Pillai pointed out that the shrinkage of posts under this downsizing drive has reached to such a disastrous levels that a state now gets just one or two new IPS officer a year and the Home Ministry had to ring alarm bells over an acute shortage of these officers badly affecting the policing work.

He went on to also question millions spent on the fencing of borders, pointing out that it was a political decision that will not stop infiltration. People would continue to come in search of greener pastures, he said, pointing out that even the powerful United States failed to stop infiltration from Mexico despite using all its powers and technology.

Several former intelligence sleuths present at the meeting as also former NSA Brajesh Mishra during the NDA regime strongly opposed any parliamentary oversight on the intelligence agencies as they said it might lead to misuse of intelligence inputs and put handicaps in intelligence gathering.

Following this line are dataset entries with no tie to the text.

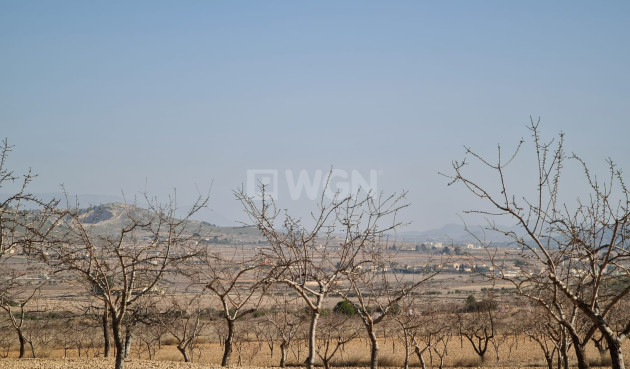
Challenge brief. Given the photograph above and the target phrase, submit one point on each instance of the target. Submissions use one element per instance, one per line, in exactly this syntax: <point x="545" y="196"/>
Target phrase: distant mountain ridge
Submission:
<point x="111" y="217"/>
<point x="458" y="233"/>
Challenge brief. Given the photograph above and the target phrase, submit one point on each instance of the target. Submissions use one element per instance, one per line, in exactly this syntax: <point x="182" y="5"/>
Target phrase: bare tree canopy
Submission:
<point x="575" y="255"/>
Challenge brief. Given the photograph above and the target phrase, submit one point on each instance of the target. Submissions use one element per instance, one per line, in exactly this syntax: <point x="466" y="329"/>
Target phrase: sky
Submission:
<point x="117" y="97"/>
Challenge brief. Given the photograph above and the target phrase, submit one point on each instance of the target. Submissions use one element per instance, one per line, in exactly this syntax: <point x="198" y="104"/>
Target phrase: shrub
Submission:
<point x="345" y="307"/>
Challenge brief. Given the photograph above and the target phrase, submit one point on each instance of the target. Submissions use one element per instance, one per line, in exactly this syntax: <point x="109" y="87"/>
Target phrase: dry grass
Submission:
<point x="356" y="354"/>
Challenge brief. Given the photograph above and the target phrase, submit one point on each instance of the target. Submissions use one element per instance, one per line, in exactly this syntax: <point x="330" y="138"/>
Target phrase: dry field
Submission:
<point x="513" y="354"/>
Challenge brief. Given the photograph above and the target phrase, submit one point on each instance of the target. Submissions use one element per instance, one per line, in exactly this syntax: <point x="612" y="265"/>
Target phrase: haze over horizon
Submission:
<point x="116" y="97"/>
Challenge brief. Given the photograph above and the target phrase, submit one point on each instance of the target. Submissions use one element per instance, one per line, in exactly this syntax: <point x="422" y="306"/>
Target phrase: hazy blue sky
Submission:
<point x="109" y="96"/>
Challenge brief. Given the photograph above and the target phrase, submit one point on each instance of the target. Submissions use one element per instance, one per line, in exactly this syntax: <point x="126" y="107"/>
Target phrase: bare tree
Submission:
<point x="122" y="266"/>
<point x="376" y="292"/>
<point x="182" y="319"/>
<point x="236" y="281"/>
<point x="425" y="328"/>
<point x="336" y="331"/>
<point x="286" y="322"/>
<point x="577" y="249"/>
<point x="312" y="257"/>
<point x="16" y="306"/>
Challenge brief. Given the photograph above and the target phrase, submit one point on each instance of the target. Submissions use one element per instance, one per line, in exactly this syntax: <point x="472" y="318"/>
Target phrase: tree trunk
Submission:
<point x="406" y="364"/>
<point x="22" y="340"/>
<point x="580" y="355"/>
<point x="184" y="353"/>
<point x="128" y="337"/>
<point x="283" y="354"/>
<point x="374" y="348"/>
<point x="227" y="351"/>
<point x="563" y="352"/>
<point x="119" y="343"/>
<point x="310" y="360"/>
<point x="616" y="356"/>
<point x="106" y="338"/>
<point x="421" y="358"/>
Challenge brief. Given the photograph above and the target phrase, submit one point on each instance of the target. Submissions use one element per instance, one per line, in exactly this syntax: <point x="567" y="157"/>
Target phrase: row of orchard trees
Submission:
<point x="341" y="250"/>
<point x="574" y="262"/>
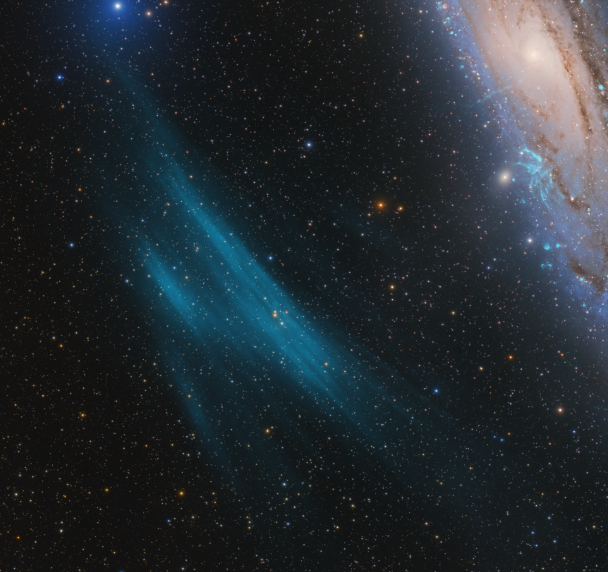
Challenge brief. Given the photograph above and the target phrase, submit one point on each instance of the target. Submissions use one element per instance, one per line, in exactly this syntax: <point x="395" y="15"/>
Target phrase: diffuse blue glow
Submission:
<point x="248" y="361"/>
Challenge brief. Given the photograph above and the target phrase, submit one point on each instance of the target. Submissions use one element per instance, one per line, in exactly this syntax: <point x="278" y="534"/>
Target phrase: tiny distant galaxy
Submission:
<point x="305" y="287"/>
<point x="545" y="66"/>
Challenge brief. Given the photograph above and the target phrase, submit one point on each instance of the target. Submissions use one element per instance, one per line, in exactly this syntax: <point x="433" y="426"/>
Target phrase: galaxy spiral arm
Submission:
<point x="541" y="68"/>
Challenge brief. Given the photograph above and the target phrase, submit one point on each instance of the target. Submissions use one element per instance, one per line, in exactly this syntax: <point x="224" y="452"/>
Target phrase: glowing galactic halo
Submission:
<point x="543" y="65"/>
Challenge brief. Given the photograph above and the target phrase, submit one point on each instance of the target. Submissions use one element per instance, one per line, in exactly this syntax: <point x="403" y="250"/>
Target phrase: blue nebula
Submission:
<point x="250" y="364"/>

Explaining the rationale behind his private member Bill, Manish Tiwari said an oversight mechanism outside the government was necessary to infuse professionalism and accountability among the agencies.

Attempting to allay fears of the intelligence community, Tewari pointed out that institutions like CIA and FBI worked efficiently in the US where there is such Congressional oversight. He also gave the examples of Russia, Germany and Japan where such mechanisms have not affected the functioning of the intelligence agencies.